If we compare today's relationships with the relationships from 30 years ago, there's a world of difference. It's almost like dating has taken on a whole new definition. Years ago, people would muster up the courage to ask someone they're interested in on a real date. This meant they'd have to come face to face with one another and actually express their desires to see each other again. Shocking, huh?
Living in a society with advanced technology has its ups and downs. Twitter, Instagram and Facebook are all great ways to connect with each other and show our followers little morsels of our lives. But we've gotten much too comfortable with it. It's far more common to message someone and ask them on a date than to approach someone in person to do so. In fact, some people find it almost creepy if a guy/girl comes up to them in person to strike up a conversation; because God forbid there be any real life interaction. We've been so tricked into thinking a random person messaging us over the internet is somehow less creepy but superior to a person complimenting us in person with a genuine connection. What have we done?
Let's fast forward to the part where two people are happily talking to each other. Key word: talking, not dating. Maybe it's just from my perspective but it seems rare that people want to make things official these days. "Oh, are you and ___ dating?" "No, we're just talking." Now what exactly does talking entail? Just about everything a relationship does, minus the title and a few other small things.
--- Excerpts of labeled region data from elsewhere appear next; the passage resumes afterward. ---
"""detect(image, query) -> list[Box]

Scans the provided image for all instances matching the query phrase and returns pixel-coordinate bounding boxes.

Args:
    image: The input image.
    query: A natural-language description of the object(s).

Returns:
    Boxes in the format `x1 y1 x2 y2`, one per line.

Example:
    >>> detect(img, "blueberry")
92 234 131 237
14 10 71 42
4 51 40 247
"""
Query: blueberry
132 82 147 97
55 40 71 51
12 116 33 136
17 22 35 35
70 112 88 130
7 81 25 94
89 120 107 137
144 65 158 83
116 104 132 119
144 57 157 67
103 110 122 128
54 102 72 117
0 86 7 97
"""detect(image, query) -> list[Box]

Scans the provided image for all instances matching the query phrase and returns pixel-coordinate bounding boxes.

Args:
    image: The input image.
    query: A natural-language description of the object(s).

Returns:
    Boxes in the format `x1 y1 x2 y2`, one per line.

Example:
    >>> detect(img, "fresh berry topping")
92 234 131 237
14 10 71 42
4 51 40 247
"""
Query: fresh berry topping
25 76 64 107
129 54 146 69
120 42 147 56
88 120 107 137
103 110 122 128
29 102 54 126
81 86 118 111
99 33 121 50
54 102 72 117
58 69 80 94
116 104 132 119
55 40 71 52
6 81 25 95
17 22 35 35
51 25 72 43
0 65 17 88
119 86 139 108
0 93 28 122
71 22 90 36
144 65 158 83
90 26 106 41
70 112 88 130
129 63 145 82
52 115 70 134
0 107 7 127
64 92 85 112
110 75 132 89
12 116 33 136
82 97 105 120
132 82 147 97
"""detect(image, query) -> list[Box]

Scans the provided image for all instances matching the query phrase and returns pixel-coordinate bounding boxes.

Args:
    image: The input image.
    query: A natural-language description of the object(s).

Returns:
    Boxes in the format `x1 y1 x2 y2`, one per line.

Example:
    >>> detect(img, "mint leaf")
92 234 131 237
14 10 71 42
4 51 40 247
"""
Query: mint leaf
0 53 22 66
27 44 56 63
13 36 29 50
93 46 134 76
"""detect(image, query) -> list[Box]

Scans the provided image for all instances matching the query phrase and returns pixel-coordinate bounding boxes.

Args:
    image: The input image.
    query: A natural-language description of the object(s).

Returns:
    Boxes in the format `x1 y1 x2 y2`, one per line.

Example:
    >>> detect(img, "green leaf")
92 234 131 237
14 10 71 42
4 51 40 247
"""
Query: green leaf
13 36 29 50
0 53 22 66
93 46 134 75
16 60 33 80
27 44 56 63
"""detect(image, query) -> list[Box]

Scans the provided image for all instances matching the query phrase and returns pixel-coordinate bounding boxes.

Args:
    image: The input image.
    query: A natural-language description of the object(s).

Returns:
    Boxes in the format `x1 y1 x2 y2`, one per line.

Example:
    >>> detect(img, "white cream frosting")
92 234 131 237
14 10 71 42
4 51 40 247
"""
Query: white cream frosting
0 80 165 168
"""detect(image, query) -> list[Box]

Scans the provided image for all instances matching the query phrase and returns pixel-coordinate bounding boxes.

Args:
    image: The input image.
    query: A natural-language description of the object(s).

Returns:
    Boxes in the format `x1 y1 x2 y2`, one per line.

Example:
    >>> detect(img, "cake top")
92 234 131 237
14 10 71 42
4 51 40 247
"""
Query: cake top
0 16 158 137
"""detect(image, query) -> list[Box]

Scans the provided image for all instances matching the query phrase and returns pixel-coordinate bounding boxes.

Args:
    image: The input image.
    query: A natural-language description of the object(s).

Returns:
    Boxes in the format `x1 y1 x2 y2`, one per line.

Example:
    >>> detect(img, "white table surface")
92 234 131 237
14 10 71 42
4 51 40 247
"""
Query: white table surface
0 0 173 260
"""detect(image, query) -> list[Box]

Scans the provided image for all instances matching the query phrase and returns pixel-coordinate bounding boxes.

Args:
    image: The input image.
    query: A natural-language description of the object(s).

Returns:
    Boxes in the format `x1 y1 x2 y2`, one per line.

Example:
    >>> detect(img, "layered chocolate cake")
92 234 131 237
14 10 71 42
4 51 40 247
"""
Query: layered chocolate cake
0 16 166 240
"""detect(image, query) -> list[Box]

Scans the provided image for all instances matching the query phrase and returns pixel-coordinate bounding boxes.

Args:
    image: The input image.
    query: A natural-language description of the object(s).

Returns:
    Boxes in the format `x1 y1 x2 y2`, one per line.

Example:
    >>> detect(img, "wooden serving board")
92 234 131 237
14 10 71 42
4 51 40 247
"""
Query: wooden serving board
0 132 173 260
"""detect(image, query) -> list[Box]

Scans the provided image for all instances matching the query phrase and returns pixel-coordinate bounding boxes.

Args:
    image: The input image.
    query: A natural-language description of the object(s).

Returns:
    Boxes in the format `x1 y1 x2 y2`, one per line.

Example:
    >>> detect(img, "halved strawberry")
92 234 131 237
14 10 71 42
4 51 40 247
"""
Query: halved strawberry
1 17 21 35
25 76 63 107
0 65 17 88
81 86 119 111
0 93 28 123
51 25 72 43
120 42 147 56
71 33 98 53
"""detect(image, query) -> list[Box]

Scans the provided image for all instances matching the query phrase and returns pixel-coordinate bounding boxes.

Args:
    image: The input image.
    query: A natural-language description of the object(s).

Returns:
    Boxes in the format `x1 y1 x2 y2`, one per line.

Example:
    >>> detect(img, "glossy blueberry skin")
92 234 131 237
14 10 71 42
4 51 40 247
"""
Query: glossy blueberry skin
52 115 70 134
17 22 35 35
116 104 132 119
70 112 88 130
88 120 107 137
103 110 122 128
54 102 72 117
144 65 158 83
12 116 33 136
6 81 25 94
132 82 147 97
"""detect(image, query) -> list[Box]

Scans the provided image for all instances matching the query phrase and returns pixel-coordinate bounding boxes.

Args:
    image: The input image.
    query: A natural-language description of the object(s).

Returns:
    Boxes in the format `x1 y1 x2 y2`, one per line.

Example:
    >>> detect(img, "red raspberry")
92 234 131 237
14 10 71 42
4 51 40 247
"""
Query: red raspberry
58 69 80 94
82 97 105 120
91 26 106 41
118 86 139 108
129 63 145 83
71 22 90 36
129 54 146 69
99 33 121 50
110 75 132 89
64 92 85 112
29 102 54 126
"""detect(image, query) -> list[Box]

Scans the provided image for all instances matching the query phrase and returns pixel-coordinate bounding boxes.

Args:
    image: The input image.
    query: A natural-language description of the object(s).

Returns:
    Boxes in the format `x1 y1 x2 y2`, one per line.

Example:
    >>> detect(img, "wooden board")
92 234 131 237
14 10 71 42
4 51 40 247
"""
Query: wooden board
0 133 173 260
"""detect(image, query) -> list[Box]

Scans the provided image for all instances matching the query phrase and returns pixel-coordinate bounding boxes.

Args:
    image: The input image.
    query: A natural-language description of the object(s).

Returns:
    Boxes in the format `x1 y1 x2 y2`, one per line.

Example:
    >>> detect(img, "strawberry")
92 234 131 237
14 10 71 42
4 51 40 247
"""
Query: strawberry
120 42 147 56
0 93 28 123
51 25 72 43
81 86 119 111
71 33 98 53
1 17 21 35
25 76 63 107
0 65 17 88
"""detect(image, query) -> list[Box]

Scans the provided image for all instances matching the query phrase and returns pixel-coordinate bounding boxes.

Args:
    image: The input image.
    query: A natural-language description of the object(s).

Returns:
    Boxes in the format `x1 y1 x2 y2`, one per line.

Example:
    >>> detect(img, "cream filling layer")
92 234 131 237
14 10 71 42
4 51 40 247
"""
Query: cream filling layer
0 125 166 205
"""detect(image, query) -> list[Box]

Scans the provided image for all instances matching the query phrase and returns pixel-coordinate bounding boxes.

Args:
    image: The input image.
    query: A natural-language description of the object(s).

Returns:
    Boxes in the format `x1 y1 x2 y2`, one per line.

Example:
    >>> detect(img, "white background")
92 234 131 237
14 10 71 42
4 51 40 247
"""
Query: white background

In my perspective, the reason behind talking, and not dating, is that it allows us to be with other people at the same time. "I like you a lot and I enjoy being around you but it's just that I don't want to commit right now." But really, let's be honest with ourselves. They really just want to mess around with other people.
When it comes to the dating phase, where you like a person and want to spend time with them before putting a title on it and becoming serious, there seems to be a lack of effort put into the actual date. For example, in this day and age, watching Netflix is considered a date. Cuddling up and watching a movie is always fun, but when that's consistently all you do with someone then it feels like there's no effort.
The most annoying thing that I have witnessed in modern day relationships is the amount of jealousy. If you like someones Instagram picture, does that automatically mean you like them or are attracted to them? No, but for whatever the reason may be, people lose trust in their significant other simply because they liked someone else's Instagram picture. Pathetic, I know. Technology in modern society really has a way of letting people ruin their own relationships, but the technology is not the one at fault.
Back in the day, dating involved showing up at the persons doorstep and picking them up for dinner. Today, it's nearly the opposite. It's so casual and nearly no effort is put forth into relationships anymore. Either people jump into a relationship too quickly or they're unsure of if they even want to commit to the person. Online dating is much more acceptable than meeting someone in person. Netflix and Chill has become the new dinner and a movie. The only thing we can do about this is to take dating more seriously. If we want a girl or a guy to be serious about us, we have to step up our game and stop messing around.